In this homework you will create an R script to run logistic regression and naive bayes on the BreastCancer data set, which is part of package mlbench.
If you type “?BreastCancer” at the console after loading package mlbench, you will see that this data has been collected clinically and reported in a paper by Wolberg and Mangasarian, “Multisurface method of pattern separation for medical diagnosis applied to breast cytology”, published in 1990 in the National Academy of Sciences.
- Start with a new Rstudio Rmd file, add headings for Homework 3, your name and a brief description of the purpose of the script. Clearly label each step. Each step should have one or more R code chunks. For step 1, load library mlbench, installing if needed (at the console). You have to load the data frame into memory with data(BreastCancer) Now run str() and head() on BreastCancer and summary() on just the Class column. Use R instructions to calculate the percent in each class, and print them with an appropriate heading using paste(). Answer the questions in step 1:
- How many instances are there?
- What is your target column?
- How many predictors are there? What type of data are the predictors?
- What percentage of the observations are malignant?
- size and Cell.shape are in one of 10 levels. Build a logistic regression model called glm0, where Class is predicted by Cell.size and Cell.shape. Do you get any error or warning messages? Google the message and try to decide what happened. Run summary on glm0 to confirm that it did build a model. Write a comment about why you think you got this warning message and what you could possibly do about it. List the source of your information in a simple markdown link.
- Notice in the summary() of glm0 that most of the levels of Cell.size and Cell.shape became predictors and that they had very high p-values. We would need a lot more data to build a good logistic regression model this way. It might be better to just have 2 levels for each variable. In this step, add two new columns to BreastCancer as listed below. Run summary() on Cell.size and Cell.shape as well as the new columns. Comment on the distribution of the new columns. Do you think what we did is a good idea? Why or why not?
- small which is a binary factor that is 1 if Cell.size==1 and 0 otherwise
- regular which is a binary factor that is 1 if Cell.shape==1 and 0 otherwise
- Create conditional density plots using the original Cell.size and Cell.shape. First attach() the data to reduce typing. Then use par(mfrow=c(1,2)) to set up a 1×2 grid for two cdplot() graphs with Class~Cell.size and Class~Cell.shape. Observing the plots, write a sentence or two comparing size and malignant, and shape and malignant.
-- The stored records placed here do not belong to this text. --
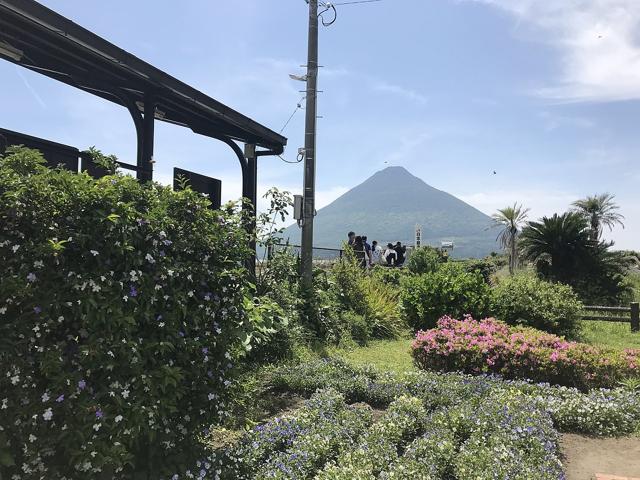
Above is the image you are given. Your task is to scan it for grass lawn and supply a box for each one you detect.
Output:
[581,320,640,349]
[331,338,416,372]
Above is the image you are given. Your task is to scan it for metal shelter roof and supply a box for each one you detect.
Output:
[0,0,287,154]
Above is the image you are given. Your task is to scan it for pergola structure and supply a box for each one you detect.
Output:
[0,0,287,224]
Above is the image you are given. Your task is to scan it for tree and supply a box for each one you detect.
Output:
[520,212,593,283]
[491,203,529,275]
[572,193,624,240]
[520,212,628,304]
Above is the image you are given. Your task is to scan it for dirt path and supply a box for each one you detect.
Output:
[560,434,640,480]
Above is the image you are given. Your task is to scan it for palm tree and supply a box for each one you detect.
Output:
[491,203,529,275]
[572,193,624,240]
[520,212,598,283]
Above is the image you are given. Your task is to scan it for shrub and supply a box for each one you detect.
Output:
[492,273,582,338]
[407,246,445,275]
[371,265,408,287]
[456,258,498,285]
[412,317,640,390]
[401,264,490,330]
[341,311,372,345]
[0,149,272,479]
[272,358,640,435]
[216,389,372,479]
[331,250,406,338]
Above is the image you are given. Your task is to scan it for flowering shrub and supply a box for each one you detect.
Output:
[316,396,427,480]
[272,358,640,435]
[0,149,280,479]
[216,366,563,480]
[491,273,582,338]
[412,317,640,390]
[401,264,490,330]
[211,389,372,479]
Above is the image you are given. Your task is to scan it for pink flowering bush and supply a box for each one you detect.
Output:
[411,317,640,390]
[0,149,282,479]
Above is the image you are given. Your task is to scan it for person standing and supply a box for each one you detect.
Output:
[384,243,398,267]
[393,242,407,267]
[347,232,356,247]
[362,235,371,266]
[352,235,367,268]
[371,240,382,266]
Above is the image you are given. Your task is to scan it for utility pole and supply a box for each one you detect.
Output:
[300,0,318,289]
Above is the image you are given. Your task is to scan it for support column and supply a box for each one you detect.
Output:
[137,93,156,182]
[242,143,258,271]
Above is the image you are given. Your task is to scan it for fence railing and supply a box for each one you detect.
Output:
[582,302,640,332]
[267,243,343,261]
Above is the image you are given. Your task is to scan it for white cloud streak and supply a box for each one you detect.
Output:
[372,81,429,105]
[472,0,640,102]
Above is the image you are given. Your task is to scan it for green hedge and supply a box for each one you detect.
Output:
[492,273,582,338]
[401,264,491,330]
[0,148,273,479]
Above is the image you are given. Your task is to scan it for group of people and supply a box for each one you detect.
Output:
[347,232,407,268]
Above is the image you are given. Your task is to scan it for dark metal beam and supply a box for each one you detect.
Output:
[137,93,156,182]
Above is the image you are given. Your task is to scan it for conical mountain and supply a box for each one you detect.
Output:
[284,167,499,258]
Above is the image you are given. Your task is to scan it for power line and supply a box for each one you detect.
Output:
[278,97,306,133]
[331,0,382,7]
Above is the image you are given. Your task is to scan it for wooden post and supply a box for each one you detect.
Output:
[631,302,640,332]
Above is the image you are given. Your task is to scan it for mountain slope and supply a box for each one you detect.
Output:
[284,167,499,257]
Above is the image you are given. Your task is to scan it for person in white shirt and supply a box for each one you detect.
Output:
[384,243,398,267]
[371,240,382,267]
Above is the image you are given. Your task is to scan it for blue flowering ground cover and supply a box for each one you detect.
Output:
[193,359,640,480]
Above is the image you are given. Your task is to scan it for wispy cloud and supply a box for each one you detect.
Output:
[16,65,47,108]
[372,81,429,105]
[471,0,640,102]
[538,111,596,132]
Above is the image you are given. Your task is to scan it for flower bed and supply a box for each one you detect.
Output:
[412,317,640,390]
[272,359,640,435]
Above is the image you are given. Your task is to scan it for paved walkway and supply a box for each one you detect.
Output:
[560,434,640,480]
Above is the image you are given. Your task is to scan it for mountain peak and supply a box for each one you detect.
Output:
[284,166,498,257]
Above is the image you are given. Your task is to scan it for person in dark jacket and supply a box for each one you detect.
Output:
[393,242,407,267]
[384,243,398,267]
[352,235,367,268]
[347,232,356,247]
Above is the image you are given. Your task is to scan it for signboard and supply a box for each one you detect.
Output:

Do you think our cutoff points for size==1 and shape==1 were justified now that you see this graph? Why or why not?
- Create plots (not cdplots) with our new columns. Again, use par(mfrow=c(1,2)) to set up a 1×2 grid for two plot() graphs with Class~Cell.small and Class~Cell.regular. Now create two cdplot() graphs for the new columns. Now compute the following and provide a summary in the text portion of this answer. Also indicate based on these results if you think small and regular will be good predictors.
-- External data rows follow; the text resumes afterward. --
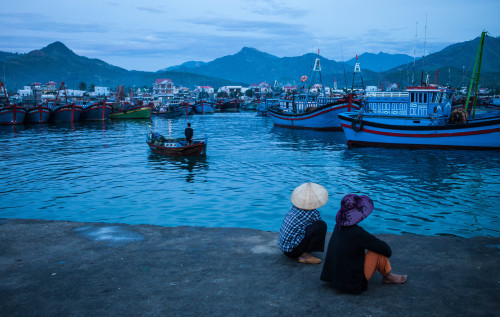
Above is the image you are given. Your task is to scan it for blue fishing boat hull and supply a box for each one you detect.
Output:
[215,99,240,112]
[51,104,83,122]
[194,102,215,113]
[339,112,500,149]
[267,101,360,131]
[24,106,52,123]
[82,102,113,121]
[0,106,26,125]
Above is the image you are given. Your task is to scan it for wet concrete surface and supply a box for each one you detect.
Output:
[0,219,500,316]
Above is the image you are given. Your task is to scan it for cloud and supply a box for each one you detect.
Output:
[187,18,310,37]
[0,13,109,34]
[137,7,166,14]
[251,0,311,18]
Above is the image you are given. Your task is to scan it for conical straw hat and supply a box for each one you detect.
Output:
[292,183,328,210]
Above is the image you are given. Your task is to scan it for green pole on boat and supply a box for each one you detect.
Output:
[465,31,487,118]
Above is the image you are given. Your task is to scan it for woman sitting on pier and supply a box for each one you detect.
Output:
[321,194,407,294]
[278,183,328,264]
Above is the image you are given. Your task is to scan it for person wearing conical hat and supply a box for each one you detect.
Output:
[278,183,328,264]
[321,194,407,294]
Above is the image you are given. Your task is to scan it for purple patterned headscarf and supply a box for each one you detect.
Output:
[335,194,373,227]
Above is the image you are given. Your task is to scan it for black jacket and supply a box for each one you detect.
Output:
[321,225,391,294]
[184,128,193,141]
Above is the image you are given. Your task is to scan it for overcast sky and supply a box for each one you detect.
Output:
[0,0,500,71]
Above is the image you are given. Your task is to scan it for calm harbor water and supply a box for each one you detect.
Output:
[0,112,500,237]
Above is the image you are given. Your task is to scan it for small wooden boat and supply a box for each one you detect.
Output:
[146,132,208,156]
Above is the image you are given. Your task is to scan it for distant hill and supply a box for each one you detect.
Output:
[384,36,500,89]
[0,37,500,91]
[166,47,358,84]
[0,42,244,90]
[158,61,206,72]
[0,52,23,61]
[346,52,413,72]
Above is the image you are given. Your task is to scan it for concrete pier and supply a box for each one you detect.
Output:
[0,219,500,316]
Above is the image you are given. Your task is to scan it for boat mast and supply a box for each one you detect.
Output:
[420,12,427,86]
[465,31,487,119]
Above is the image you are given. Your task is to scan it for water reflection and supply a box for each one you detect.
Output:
[148,152,208,183]
[0,112,500,237]
[271,127,346,150]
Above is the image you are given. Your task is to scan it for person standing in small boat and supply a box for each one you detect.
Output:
[320,194,407,294]
[278,183,328,264]
[184,122,193,145]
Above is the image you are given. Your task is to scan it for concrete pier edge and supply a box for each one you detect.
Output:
[0,219,500,316]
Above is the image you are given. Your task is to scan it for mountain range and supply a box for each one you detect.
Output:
[0,37,500,90]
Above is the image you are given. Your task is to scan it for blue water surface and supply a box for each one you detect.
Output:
[0,112,500,237]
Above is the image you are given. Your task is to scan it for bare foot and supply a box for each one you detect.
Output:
[382,273,408,284]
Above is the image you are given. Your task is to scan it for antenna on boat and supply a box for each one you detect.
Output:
[304,48,326,97]
[411,21,418,86]
[465,31,487,119]
[421,12,427,84]
[351,54,365,94]
[340,43,347,89]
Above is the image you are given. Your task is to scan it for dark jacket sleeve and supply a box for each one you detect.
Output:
[358,227,392,258]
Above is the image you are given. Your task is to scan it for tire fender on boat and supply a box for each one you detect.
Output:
[351,118,363,132]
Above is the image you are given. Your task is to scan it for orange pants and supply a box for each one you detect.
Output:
[365,251,392,280]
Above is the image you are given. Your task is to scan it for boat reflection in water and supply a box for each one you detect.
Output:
[336,148,500,236]
[148,152,208,183]
[271,126,346,150]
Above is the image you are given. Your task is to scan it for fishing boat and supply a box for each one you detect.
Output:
[175,100,193,116]
[267,58,361,131]
[109,85,153,119]
[194,99,215,114]
[153,105,182,118]
[215,99,240,112]
[241,98,260,110]
[339,32,500,149]
[83,98,113,121]
[0,82,26,125]
[24,102,52,123]
[146,131,208,156]
[51,82,83,122]
[109,101,153,119]
[257,98,272,117]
- calculate the percentage of small observations that are malignant
- calculate the percentage of not-small observations that are malignant
- calculate the percentage of regular observations that are malignant
- calculate the percentage of non-regular observations that are malignant
- Randomly divide BreastCancer into two data sets: train (80% of the data) and test (20%). Make sure you first set the seed to 1234 so you get the same results as others.
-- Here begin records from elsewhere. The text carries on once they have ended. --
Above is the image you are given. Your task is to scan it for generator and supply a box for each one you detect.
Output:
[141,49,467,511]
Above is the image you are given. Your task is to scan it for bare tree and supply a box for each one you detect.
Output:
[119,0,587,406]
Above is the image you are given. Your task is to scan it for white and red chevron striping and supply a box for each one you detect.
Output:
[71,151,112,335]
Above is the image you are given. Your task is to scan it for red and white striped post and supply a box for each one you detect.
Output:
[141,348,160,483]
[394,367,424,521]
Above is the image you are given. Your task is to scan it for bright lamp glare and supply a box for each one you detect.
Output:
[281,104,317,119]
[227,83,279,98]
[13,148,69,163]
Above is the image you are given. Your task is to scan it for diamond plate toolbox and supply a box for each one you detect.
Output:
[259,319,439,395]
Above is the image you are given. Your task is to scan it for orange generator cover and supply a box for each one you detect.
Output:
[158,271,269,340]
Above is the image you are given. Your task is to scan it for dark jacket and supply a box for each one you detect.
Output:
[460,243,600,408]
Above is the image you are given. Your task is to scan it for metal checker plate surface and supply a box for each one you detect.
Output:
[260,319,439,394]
- Build a logistic regression classifier to estimate the probability of Class given Cell.small and Cell.regular. Run summary() on your model. Answer the following:
- Which predictor(s) seem to be good predictors. Justify your answer.
- Comment on the Null deviance versus the Residual deviance.
- Comment on the AIC score.
- Test the model on the test data and compute accuracy. What percent accuracy did you get? Output the confusion matrix and related stats using the confusionMatrix() function in the caret package. Where the mis classifications more false positives or false negatives?
- Your coefficients from the model are in units of logits. Extract the coefficient of small with glm1$coefficients. Answer the following questions:
- What is the coefficient?
- How do you interpret this value?
- Find the estimated probability of malignancy if Cell.small is true using exp().
- Find the probability of malignancy if Cell.small is true over the whole BreastCancer data set and compare results. Are they close? Why or why not?
- Build two more models, each just using Cell.small and Cell.regular and use anova(glm_small, glm_regular, glm1) to compare all 3 models, using whatever names you used for your models. Analyze the results of the anova(). Also, compare the 3 AIC scores of the models. Feel free to use the internet to help you interpret AIC scores.
- Build a Naive Bayes Model Class ~ Cell.small + Cell.regular on the training data using library e1071. Output the model parameters and answer the following questions:
- What percentage of the training data is benign?
- What is the likelihood that a malignant sample is not small?
- What is the likelihood that a malignant sample is not regular?
- Predict on the test data with naive bayes model. Compute the accuracy and output the confusion matrix. Are the results the same or different? Why do you think that is the case?